We know from Schedule 1 of a subscription agreement dated 18-Sep-2012 that Ms Lo, via Ristora, then held 151.25m HECC shares. On 22-Jul-2013, Ristora sold 45m HECC shares to HTD for HK$270m, cutting her stake to 106.25m shares. That would be about 10.2% of HECC at 31-Dec-2015, if she still held them.

Ms Lo is the spouse of Eugene Chuang Yue Chien, who according to Tatler is the "Chairman Emeritus and Founder" of HECC.

Back to JG

The question that the SFC should be investigating is how did JG lose so much money so fast? Who were its directors? Given that Enerchina regards its HECC shares as unimpaired, did JG sell the HECC shares for less than they were worth, or did JG make some other atrocious investment(s) that eroded the NAV of JG and forced the sale of HECC, and to whom were the shares sold? The above analysis shows that directly or indirectly, Easy Rider ended up acquiring JG's shares in HECC and JG ended up nearly worthless.

The other scenario is of course that HECC has indeed lost value itself, in which case Enerchina needs to make an impairment provision.

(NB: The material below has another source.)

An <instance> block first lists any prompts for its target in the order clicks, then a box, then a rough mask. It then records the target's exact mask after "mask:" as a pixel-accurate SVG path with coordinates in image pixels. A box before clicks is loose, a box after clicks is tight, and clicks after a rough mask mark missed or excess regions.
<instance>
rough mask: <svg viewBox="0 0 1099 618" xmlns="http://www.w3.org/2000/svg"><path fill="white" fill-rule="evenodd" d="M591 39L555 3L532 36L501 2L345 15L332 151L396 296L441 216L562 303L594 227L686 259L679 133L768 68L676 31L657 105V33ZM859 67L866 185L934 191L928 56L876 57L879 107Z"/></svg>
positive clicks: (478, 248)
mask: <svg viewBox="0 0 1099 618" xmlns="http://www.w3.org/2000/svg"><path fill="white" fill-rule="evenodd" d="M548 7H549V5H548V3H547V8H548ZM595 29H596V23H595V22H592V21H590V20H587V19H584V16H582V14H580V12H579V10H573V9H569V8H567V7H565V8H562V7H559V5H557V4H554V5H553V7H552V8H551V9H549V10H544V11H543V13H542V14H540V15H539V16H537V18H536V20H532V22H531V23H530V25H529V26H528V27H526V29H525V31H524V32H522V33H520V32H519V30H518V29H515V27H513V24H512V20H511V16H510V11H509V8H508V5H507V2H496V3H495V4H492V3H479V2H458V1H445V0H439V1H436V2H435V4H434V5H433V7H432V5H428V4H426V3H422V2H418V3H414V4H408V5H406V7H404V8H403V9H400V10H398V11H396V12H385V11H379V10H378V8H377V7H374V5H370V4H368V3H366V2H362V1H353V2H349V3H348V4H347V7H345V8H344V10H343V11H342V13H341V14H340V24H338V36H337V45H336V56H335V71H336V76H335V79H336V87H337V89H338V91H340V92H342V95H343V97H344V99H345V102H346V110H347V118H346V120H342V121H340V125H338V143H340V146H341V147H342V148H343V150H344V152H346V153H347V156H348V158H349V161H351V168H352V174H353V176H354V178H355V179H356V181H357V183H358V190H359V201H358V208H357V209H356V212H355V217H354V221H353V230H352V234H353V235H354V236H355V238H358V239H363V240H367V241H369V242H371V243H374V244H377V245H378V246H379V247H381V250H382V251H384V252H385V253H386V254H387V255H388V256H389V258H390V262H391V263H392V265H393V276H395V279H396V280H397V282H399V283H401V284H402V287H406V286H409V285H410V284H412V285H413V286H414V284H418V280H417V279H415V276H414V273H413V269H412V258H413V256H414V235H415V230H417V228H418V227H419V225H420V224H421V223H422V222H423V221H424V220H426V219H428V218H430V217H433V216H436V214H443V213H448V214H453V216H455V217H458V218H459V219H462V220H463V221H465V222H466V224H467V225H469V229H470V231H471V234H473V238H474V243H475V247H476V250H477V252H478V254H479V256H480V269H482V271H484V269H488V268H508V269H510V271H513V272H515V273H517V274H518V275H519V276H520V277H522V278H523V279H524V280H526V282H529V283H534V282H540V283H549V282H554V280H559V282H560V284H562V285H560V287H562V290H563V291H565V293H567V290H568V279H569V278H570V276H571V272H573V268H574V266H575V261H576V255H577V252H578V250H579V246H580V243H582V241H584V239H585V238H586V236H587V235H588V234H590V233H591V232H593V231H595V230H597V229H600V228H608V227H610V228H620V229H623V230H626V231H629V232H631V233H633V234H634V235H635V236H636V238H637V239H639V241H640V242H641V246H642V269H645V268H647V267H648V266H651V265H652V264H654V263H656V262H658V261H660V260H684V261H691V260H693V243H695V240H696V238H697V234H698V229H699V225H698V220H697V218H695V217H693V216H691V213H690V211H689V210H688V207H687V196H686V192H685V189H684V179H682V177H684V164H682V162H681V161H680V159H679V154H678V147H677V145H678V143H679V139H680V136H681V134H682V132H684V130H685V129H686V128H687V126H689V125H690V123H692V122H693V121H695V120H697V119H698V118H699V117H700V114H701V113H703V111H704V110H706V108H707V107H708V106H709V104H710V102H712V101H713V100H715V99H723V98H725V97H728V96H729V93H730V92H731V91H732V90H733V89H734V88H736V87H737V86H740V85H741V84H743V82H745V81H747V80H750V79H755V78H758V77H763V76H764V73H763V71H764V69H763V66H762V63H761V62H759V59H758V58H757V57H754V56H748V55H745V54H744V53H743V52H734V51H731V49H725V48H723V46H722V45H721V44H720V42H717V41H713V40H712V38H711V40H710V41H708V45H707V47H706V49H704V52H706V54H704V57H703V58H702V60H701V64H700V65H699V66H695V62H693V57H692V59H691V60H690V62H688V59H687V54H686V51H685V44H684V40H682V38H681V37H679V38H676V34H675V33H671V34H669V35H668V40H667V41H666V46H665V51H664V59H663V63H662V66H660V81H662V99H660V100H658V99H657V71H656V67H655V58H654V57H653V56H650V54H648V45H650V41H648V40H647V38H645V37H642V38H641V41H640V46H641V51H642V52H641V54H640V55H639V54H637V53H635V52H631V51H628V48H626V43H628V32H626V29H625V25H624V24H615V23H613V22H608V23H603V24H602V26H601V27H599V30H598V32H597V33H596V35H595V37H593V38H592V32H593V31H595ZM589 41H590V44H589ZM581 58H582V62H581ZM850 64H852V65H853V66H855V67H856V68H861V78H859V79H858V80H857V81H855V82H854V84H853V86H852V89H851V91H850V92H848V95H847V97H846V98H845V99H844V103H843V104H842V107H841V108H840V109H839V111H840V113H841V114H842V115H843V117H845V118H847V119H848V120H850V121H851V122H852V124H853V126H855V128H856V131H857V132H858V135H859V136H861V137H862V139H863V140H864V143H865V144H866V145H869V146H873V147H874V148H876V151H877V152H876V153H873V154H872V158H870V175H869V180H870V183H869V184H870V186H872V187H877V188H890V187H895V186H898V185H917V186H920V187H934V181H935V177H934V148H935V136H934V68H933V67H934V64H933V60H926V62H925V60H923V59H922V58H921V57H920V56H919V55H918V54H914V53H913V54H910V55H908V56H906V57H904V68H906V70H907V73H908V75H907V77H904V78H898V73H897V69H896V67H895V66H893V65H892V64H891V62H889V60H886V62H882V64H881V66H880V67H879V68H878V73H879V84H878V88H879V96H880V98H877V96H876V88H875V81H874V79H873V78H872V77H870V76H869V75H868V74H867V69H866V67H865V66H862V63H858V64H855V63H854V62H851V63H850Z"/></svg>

Given the opacity of this network, that is as far as Webb-site can go with public data. It is time for the SFC to step in and use its statutory powers of investigation on JG and its listed corporate shareholders. They should also be looking at the apparent dilution of Freewill at a massive discount, which damaged its listed corporate shareholders.

Meanwhile, the Stock Exchange should get off its backside and get the listed companies in the "regulatory note" boxes above to make the proper announcements about their asset swaps, and sanction them for failing to have done so.